Goal-Oriented Research is Its Own Discipline

/Originally published on Substack

The most useful thing I’ve learned in two years as a Member of Technical Staff at a research startup is that startup research is not a watered-down version of academic research. It’s a different practice with different rules, and the people who treat it as a compromise of the academic version tend to either burn out or ship nothing.

What the spectrum gets wrong

When people talk about research versus engineering at a startup, they tend to imagine a spectrum with two poles.

Engineering is one pole. There’s a feature that needs to be implemented. There are different ways to implement it, but the end goal is nearly 100% achievable and deterministic. You scope, you build, you ship.
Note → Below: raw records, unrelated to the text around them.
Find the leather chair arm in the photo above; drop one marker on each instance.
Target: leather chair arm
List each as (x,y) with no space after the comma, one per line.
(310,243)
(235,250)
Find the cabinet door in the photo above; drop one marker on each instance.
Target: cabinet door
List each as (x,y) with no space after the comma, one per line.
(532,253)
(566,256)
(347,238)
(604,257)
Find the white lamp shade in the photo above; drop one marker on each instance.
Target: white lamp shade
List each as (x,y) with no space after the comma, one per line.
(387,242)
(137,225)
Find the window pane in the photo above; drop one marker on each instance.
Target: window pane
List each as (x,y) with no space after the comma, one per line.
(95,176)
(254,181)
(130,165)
Academic research is the other pole. There are open problems that can be approached through many methods. You rank and prioritize candidate solutions given your hypotheses, and there’s a real chance that none of what you try will work. Great research questions that are well defined shouldn’t have solutions that work the first time around. Otherwise you aren’t being ambitious enough. Research requires iteration. Exploration is a forcing function in this environment that gives you more priors to make a decision on the next experiment to try.

The standard story is that startup research lives somewhere between these two poles. You take an academic problem and give it a deadline. You take an engineering practice and loosen the success criteria. What you get is a compromise that pleases neither the researcher nor the engineer but ships occasionally.

I don’t think this is what successful startup research actually looks like. The compromise framing assumes you’re trading off on the same axis. You aren’t.

The actual structure

When you’re doing goal-oriented research at a startup, you have to pick a point along the pareto that trades off exploration (research) versus exploitation (engineering). This trade-off doesn’t get made once at the project level. It gets made continuously, at every level, against a target that keeps moving.

The sparse final reward of binary success criteria in research cannot be equated as is to the milestone structure of engineering. Achieving an x% gain on an eval is not the same kind of milestone as shipping a customer feature request in the UI. The eval gain might require a methodological pivot and weeks of staring at model outputs. The feature request requires a sprint plan and someone who knows React. Treating these as interchangeable items on the same backlog is how startups end up either shipping nothing or doing fake research that’s actually engineering with a fancier label.

The framing trick

So how do you plan research that has to ship?

The framing I’ve landed on is this. The high level goal, the final deliverable, should be framed as the long-term research vision. Not because the goal is open-ended in the academic sense, but because the path to it is uncertain. The path might require several pivots. The success criterion is real but distant.

The next immediate problem to tackle, the thing your team is actually doing this sprint, should be framed as an engineering problem. Here is the well-defined problem with supporting evidence and diagnosis so far. Here’s the specific time span we’re going to dedicate to throwing all possible human labor and compute and ranked candidate solutions at it. Once we run into the next problem, then we have collected more information about what failed or maybe worked, and we do the next round of planning. The current step is treated as a feature request along the way of the long-term research vision.

Schematically:

This sounds like a semantic trick. I don’t think it is. The reframing changes how you actually run the work.

It changes how you allocate. The long-term research vision gets resourced like a research bet: you commit budget against an uncertain payoff. The current sprint gets resourced like an engineering project: you commit specific people for a specific time, and you measure them against whether the well-defined sub-problem got solved.

It also changes how you communicate. To customers and executives, the long-term vision is the story. To the team executing this week, the story is the time-boxed engineering problem. Trying to communicate the vision as a sprint goal makes the team feel like they’re failing constantly. Trying to communicate the sprint goal as the vision makes the customer think you have no ambition. The two registers are not interchangeable, and confusing them is a common failure mode.

Most importantly, it changes how you decide when to pivot. If the sprint engineering problem fails, that’s information. You re-plan the next sprint with the new information. The long-term vision doesn’t change just because one sprint failed. But if multiple sprints in a row fail in similar ways, that’s a signal that the vision itself needs adjustment. The two timescales let you separate noise from signal.

What this requires

This framing only works if the leadership tier holds both timescales simultaneously. If your CTO only cares about the engineering sprint, the research vision evaporates and you become a feature factory. If your chief scientist only cares about the research vision, the engineering sprints lose discipline and nothing ships. The two have to be in active conversation, and the people doing the work have to translate between the two registers fluently.

This is, I suspect, why the most senior people at research startups tend to be those who can hold both framings at once. Not because they’re equally good at every individual skill in the engineering-research simplex, but because they can make decisions that respect both timescales without collapsing one into the other. The rest of us are still learning how to do this.

If you’re running a research startup, the sooner you stop planning for one timescale and start planning for two, the sooner you stop burning out the researchers on your team.